Chinese regulators handed tech giant Alibaba a record penalty of RMB18.2 billion after a monthslong anti-monopoly investigation.
State-run newspaper People’s Daily posted news of the penalty via Weibo on Saturday morning, which stated that the State Administration for Market Regulation assessed the fine for the company’s abuse of its favorable market position.
The regulator said Alibaba forced merchants to list products on just one of two ecommerce platforms – with no option of choosing both, CNBC reports.
The fine totaled the value of 4% of Alibaba’s 2019 domestic sales.

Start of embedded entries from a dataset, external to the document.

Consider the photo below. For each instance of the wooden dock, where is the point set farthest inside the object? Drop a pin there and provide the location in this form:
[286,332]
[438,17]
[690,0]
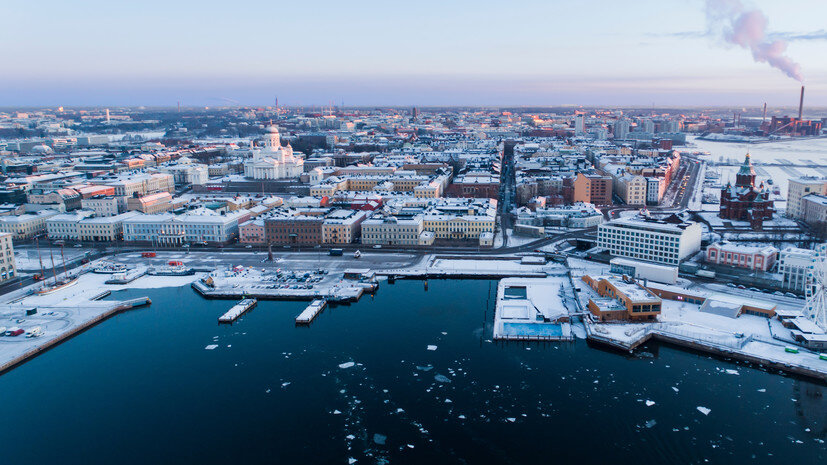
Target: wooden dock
[311,312]
[237,310]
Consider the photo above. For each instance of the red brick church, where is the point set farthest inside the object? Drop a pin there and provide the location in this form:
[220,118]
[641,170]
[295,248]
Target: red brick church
[744,201]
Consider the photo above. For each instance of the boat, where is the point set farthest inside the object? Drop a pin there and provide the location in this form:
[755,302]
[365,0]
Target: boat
[171,270]
[58,285]
[110,268]
[37,331]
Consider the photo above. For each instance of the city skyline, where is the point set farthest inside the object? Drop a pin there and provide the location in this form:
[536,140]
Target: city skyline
[468,53]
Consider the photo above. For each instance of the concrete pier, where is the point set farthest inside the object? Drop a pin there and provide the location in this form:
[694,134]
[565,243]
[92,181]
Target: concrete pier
[237,310]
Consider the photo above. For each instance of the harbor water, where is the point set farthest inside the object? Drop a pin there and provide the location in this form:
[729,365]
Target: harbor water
[409,375]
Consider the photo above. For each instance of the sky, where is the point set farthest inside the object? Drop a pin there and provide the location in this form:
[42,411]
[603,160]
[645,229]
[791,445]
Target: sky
[427,53]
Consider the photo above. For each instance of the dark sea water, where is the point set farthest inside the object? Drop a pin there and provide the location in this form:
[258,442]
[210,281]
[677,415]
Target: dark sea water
[141,388]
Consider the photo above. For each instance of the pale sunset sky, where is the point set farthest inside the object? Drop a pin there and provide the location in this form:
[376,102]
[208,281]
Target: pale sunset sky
[587,52]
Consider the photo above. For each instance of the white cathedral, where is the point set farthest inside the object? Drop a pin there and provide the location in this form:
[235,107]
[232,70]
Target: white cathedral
[273,161]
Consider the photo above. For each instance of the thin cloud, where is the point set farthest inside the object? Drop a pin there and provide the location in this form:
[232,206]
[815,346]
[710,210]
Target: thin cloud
[788,36]
[800,36]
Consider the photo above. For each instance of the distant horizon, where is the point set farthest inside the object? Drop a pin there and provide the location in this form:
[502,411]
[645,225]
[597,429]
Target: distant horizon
[92,53]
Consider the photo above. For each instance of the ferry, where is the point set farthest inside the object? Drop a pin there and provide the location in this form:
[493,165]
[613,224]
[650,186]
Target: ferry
[110,268]
[37,331]
[173,268]
[58,285]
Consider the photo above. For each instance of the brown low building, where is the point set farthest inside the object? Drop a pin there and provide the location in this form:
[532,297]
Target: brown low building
[622,299]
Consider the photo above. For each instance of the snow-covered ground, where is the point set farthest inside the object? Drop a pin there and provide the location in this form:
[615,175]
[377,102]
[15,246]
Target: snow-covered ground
[529,308]
[27,259]
[63,311]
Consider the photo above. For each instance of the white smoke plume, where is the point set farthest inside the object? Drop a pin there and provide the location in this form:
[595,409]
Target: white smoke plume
[747,28]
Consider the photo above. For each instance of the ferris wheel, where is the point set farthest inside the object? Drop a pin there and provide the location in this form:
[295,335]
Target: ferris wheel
[816,292]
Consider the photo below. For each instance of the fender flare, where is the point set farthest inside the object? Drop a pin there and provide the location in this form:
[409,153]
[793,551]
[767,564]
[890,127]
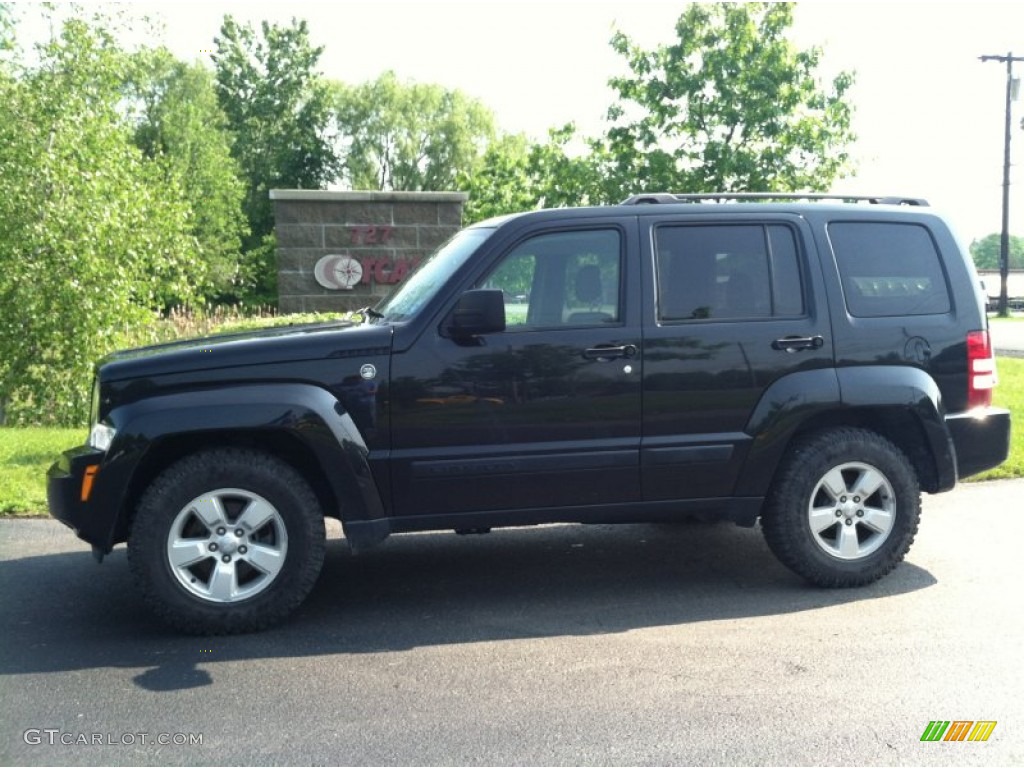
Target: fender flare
[793,400]
[305,413]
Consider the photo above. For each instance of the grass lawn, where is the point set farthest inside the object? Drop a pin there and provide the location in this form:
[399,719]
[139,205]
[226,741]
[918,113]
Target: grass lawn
[25,457]
[27,454]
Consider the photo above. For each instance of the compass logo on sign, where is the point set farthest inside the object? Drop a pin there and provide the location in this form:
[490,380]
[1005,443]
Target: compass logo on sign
[338,272]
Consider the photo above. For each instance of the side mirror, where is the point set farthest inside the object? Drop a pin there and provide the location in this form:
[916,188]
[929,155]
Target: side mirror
[480,311]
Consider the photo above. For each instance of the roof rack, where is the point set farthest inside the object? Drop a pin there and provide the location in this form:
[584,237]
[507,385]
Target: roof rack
[666,198]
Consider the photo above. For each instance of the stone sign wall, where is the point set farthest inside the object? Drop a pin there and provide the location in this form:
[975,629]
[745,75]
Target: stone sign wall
[344,250]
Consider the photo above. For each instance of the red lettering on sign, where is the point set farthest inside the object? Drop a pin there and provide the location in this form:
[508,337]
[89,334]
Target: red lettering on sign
[369,235]
[385,271]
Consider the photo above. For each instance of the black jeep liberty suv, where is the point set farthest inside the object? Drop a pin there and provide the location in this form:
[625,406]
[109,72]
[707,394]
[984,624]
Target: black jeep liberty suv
[813,365]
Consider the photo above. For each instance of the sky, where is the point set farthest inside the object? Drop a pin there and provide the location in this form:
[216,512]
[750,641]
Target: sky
[929,115]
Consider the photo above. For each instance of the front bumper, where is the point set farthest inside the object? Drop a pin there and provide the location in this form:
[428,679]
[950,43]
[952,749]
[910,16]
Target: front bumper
[69,502]
[981,439]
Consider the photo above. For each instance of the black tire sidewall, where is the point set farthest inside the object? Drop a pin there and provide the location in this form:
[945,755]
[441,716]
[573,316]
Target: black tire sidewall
[199,474]
[785,521]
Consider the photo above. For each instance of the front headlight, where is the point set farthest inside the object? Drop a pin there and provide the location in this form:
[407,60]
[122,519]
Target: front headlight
[100,436]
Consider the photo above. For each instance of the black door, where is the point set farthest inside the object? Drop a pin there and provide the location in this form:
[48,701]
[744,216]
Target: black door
[544,415]
[736,307]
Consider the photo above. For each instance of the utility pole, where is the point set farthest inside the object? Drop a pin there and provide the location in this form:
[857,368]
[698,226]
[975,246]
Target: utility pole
[1005,237]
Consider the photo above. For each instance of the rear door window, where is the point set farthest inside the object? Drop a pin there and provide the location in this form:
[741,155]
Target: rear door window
[731,271]
[889,269]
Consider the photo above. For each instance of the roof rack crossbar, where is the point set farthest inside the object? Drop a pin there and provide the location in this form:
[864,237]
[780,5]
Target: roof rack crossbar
[667,198]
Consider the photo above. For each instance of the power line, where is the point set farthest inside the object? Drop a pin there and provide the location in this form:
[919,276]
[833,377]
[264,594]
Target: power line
[1009,59]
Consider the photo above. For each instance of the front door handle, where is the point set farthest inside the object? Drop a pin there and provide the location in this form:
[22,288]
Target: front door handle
[797,343]
[609,352]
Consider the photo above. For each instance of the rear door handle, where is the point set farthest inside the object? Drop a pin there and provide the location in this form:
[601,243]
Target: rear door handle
[609,352]
[797,343]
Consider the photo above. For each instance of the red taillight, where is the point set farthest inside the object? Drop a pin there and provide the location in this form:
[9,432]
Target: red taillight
[981,370]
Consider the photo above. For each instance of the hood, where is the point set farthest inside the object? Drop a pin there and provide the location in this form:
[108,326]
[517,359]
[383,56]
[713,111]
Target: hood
[276,345]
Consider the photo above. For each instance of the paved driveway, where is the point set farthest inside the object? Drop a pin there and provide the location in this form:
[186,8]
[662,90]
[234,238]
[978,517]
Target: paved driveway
[564,645]
[1008,337]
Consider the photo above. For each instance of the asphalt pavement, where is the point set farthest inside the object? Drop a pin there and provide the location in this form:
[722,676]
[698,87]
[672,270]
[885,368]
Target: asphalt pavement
[561,645]
[1008,338]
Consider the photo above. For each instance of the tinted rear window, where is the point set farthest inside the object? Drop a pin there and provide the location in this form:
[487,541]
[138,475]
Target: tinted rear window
[889,269]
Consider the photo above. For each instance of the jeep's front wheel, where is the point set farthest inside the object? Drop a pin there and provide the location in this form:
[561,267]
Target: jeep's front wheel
[226,541]
[844,509]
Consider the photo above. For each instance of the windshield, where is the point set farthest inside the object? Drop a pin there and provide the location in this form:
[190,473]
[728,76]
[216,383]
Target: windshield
[421,287]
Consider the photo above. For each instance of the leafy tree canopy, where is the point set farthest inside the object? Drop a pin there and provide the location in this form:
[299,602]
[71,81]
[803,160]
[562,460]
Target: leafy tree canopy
[181,123]
[985,252]
[730,105]
[92,233]
[410,136]
[278,107]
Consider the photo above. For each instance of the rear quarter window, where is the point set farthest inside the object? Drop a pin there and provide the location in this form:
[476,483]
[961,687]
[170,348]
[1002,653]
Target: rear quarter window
[889,269]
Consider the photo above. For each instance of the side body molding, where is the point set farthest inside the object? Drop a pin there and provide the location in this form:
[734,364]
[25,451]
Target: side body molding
[302,413]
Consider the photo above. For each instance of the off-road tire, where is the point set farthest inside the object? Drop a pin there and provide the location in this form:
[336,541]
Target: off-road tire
[292,540]
[820,476]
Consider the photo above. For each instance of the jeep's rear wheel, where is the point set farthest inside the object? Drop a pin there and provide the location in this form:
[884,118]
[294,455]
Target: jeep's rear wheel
[844,509]
[226,541]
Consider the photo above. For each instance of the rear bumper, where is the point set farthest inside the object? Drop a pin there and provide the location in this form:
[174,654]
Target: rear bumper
[65,496]
[981,438]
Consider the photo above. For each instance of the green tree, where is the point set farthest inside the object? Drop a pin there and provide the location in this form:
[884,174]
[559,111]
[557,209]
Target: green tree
[410,136]
[517,175]
[730,105]
[985,252]
[91,231]
[501,182]
[180,122]
[279,110]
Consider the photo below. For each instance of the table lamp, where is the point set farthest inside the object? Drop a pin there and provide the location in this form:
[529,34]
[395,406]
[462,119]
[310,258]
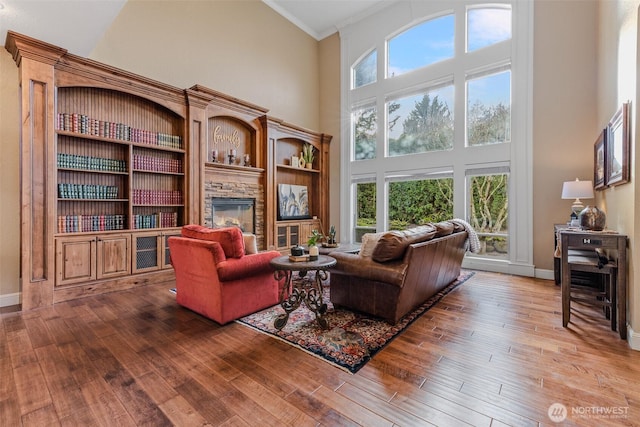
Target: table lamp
[577,190]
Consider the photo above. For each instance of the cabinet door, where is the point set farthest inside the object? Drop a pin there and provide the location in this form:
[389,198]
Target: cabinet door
[75,260]
[148,252]
[113,255]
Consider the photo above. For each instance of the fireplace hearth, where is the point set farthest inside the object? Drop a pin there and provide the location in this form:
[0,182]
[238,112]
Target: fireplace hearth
[232,211]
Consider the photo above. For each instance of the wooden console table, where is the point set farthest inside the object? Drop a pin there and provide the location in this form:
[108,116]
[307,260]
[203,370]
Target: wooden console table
[584,240]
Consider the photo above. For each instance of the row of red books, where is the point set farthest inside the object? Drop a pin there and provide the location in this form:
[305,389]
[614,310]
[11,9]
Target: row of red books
[156,220]
[156,164]
[79,223]
[80,123]
[157,197]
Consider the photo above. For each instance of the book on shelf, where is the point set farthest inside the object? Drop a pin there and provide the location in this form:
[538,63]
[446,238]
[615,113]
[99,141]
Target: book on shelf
[83,124]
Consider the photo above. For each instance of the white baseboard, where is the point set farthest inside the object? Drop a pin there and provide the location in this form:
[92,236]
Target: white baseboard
[633,338]
[544,274]
[9,299]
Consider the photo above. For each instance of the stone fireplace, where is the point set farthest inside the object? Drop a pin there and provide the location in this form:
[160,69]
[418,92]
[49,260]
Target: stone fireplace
[234,211]
[234,184]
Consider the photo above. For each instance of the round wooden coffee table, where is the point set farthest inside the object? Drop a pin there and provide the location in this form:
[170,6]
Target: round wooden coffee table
[305,289]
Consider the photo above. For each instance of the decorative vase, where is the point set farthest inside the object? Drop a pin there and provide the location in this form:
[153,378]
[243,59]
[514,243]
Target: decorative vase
[592,218]
[313,253]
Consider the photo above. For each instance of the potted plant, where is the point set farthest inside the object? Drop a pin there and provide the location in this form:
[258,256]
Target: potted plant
[308,155]
[332,236]
[312,243]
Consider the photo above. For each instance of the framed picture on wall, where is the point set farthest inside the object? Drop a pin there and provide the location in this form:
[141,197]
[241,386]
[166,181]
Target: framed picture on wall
[618,142]
[293,202]
[600,161]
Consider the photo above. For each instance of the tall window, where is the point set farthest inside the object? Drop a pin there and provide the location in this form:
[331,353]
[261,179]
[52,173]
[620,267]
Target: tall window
[421,122]
[420,201]
[365,207]
[488,212]
[365,130]
[421,45]
[432,117]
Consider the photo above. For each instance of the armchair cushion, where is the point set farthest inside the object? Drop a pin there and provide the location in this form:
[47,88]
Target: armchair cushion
[250,243]
[230,238]
[250,265]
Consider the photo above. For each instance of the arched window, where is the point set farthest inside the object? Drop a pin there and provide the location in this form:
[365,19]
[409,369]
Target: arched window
[435,137]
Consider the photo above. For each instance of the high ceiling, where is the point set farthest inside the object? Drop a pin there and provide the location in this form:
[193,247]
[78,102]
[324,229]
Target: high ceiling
[78,25]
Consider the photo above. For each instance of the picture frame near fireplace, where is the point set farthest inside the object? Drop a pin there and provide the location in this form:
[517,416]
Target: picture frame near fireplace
[293,202]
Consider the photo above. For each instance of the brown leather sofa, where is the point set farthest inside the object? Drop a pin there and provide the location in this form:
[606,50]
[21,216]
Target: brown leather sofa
[397,271]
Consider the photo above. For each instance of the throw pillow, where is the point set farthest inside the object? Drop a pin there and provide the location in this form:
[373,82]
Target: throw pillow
[230,238]
[369,242]
[250,243]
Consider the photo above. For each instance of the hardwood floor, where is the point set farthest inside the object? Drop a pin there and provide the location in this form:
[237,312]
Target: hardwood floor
[491,353]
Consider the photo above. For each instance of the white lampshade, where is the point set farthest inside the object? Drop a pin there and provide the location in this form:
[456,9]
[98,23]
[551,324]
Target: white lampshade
[577,190]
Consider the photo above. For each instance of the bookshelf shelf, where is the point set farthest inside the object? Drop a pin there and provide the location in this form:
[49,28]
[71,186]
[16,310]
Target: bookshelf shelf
[84,131]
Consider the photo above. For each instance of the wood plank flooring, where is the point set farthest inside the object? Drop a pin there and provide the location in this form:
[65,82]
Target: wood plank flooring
[491,353]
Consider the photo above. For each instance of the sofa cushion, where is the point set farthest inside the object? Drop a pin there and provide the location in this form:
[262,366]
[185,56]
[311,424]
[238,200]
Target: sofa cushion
[230,238]
[393,244]
[369,242]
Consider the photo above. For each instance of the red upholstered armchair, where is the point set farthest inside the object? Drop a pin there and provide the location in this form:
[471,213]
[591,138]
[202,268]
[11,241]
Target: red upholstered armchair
[216,278]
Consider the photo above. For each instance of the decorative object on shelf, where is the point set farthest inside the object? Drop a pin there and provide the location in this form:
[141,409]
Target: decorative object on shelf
[312,243]
[618,143]
[600,161]
[331,239]
[308,155]
[293,202]
[577,190]
[592,218]
[297,250]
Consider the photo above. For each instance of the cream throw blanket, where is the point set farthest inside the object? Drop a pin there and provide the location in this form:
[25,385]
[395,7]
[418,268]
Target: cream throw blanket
[472,239]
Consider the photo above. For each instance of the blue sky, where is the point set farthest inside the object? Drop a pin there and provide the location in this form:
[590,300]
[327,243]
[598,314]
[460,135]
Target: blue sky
[433,41]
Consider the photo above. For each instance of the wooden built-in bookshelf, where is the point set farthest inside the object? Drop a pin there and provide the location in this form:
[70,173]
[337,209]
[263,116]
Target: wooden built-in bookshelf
[105,166]
[113,164]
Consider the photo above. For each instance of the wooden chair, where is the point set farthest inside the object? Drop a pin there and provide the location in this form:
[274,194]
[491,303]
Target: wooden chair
[602,289]
[601,292]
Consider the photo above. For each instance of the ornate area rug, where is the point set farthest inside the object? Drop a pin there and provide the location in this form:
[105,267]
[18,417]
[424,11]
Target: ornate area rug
[351,340]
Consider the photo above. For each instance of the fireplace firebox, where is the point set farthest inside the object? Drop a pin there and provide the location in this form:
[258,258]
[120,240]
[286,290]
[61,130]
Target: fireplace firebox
[231,211]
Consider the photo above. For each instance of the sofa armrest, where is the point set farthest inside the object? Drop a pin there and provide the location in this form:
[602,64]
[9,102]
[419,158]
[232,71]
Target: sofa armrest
[248,265]
[365,268]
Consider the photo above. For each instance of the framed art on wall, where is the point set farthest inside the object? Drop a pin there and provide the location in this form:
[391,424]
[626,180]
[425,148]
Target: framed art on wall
[600,161]
[618,142]
[293,202]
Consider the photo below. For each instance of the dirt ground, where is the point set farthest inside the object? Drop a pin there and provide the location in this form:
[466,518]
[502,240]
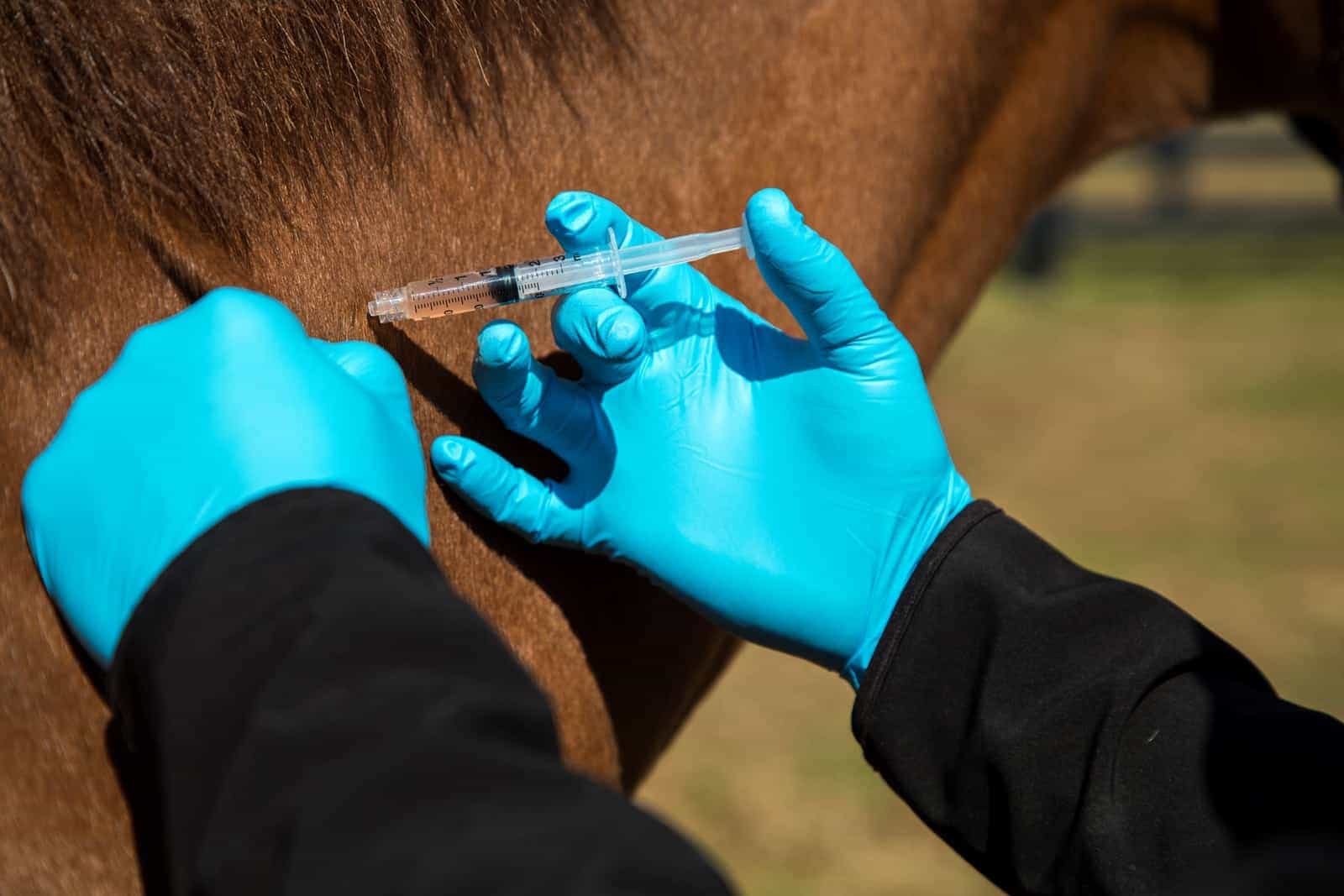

Alibaba CEO Daniel Zhang said the company will lower entry barriers for businesses and merchants on the platform. Zhang added that he doesn’t expect a change in the exclusivity arrangement to have a notable impact on the company.
Chinese netizens have been calling for further anti-monopoly investigations into tech companies like Tencent and Meituan.
A popular Shenzhen-based finance blogger posted, “There’s a trend of investigating and penalizing internet companies, and Alibaba won’t be the last.”
Below the post, a poll was conducted that asked users which company may get fined next, with over 60% of respondents choosing Tencent over Baidu, JD.com and Pinduoduo.
Another blogger wondered how Alibaba would split the bill. “If you do the math – RMB18 billion, 100,000 employees – you’re going to have to pay an average fine of RMB180,000 per person,” she joked.